Bone bruises are best described as an MRI finding, Flores said. Fluid or blood pools at the point of impact and produces a signal during an MRI.
Bone bruises impact the bone’s outer cortex, all three surgeons said, but a membrane surrounding bones called the periosteum “can just continue to cause pain,” Lomas said. Trying to assign an accurate timetable is impossible — and perhaps why the Astros have struggled to formulate one.
“Sometimes it can take two to three months,” said Brian Schulz, an orthopedic surgeon at Cedars Sinai Kerlan-Jobe Institute. “Everybody is different. There’s players that will get hit and have bone bruises and they feel fine and play the next day.”
Said Lomas: “You really have to communicate transparently with the player and move them along as tolerated to speed up the recovery.

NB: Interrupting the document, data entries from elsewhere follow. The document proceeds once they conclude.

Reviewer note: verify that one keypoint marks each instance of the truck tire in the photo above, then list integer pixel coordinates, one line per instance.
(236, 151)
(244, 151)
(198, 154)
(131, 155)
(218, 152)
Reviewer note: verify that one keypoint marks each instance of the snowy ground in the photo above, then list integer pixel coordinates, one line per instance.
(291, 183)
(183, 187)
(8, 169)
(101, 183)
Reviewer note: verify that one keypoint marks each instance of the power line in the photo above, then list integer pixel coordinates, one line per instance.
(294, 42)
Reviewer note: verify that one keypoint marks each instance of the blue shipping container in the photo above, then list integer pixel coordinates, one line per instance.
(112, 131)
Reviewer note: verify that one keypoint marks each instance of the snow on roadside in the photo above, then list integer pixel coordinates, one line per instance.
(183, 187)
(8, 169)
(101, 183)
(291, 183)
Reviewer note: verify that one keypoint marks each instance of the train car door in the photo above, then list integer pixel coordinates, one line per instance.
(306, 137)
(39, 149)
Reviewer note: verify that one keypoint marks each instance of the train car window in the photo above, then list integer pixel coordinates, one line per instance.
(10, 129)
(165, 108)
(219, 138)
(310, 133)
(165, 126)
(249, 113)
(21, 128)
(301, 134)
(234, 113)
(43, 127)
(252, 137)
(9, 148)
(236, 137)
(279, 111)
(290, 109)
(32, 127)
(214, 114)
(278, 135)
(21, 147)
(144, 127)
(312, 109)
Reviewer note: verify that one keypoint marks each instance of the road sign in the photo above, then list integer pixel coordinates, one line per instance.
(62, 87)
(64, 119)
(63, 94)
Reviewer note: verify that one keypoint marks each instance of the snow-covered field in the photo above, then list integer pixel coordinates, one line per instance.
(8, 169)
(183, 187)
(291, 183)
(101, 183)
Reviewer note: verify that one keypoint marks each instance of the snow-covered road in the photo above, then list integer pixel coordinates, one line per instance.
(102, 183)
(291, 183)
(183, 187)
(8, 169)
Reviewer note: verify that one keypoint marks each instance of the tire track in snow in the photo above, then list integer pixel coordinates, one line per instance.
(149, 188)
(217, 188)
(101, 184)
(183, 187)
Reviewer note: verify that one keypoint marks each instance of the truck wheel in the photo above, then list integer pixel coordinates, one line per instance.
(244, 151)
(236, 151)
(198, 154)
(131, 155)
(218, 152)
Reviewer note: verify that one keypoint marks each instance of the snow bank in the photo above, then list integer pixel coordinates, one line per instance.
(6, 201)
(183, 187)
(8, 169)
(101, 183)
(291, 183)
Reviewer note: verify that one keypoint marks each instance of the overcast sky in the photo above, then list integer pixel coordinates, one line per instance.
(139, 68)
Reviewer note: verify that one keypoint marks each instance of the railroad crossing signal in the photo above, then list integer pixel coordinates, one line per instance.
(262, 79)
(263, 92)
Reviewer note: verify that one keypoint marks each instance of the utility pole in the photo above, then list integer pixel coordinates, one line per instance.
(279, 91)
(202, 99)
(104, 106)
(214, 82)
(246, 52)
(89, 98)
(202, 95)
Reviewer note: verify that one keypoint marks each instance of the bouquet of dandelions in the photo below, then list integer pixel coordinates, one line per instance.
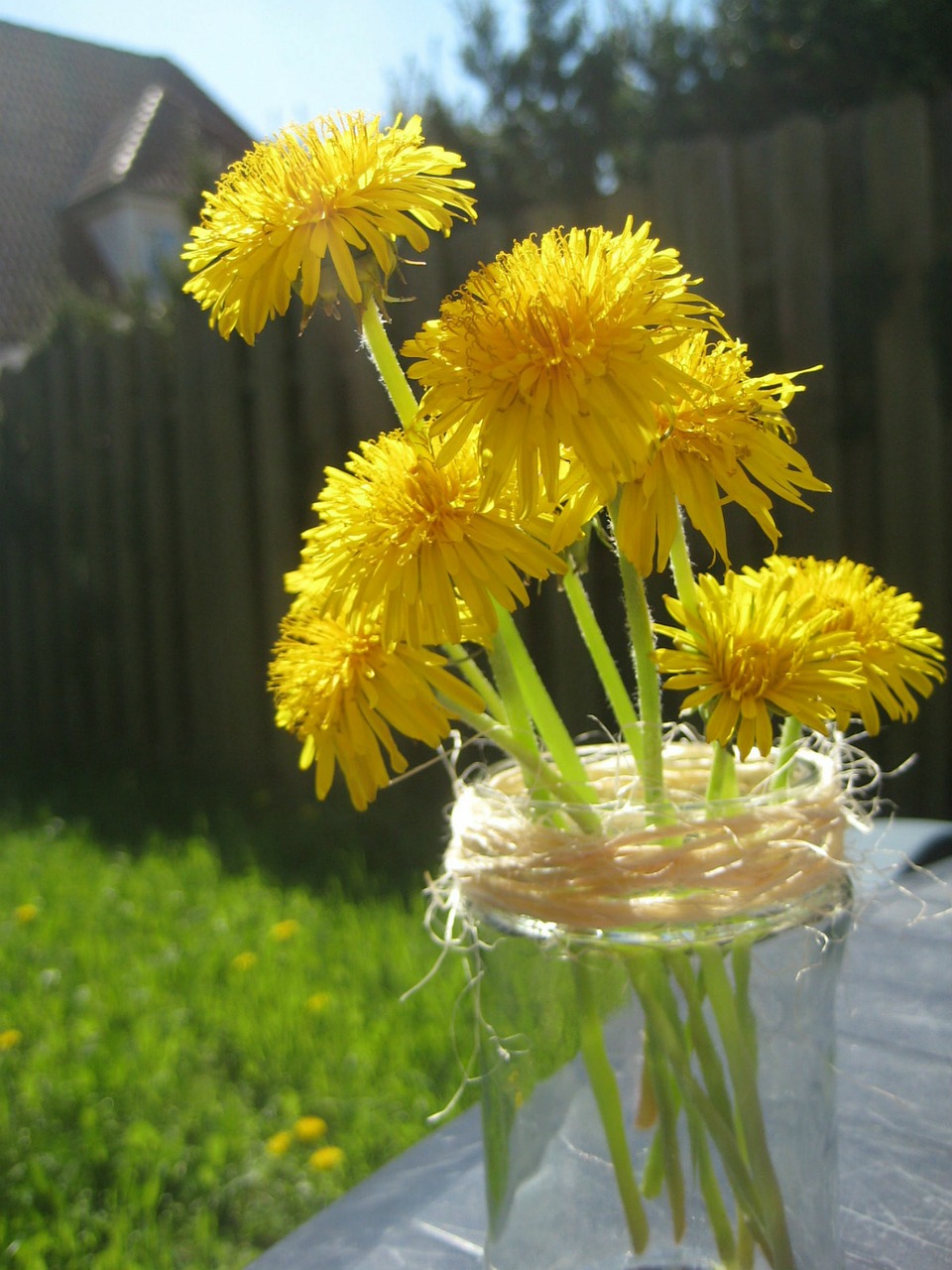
(575, 385)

But it is absolutely possible — and it happens — for these injuries to sometimes take months to fully resolve.”
In his last extensive comments on July 13, Tucker acknowledged he still could not “do everything normally right now.” Tucker did not accompany the club during the first leg of its current nine-game road trip, but still appeared to have a slight limp while doing light, on-field activities during Houston’s last homestand.
“The hard part is the body has to heal it enough to where the player isn’t experiencing pain before you can push it,” Schulz said. “You have a little bit of jeopardy of the strength of the bone if you were going to try to push through it. You could risk creating a full-blown tibia fracture. There’s not a lot of stuff you can do to speed it up.”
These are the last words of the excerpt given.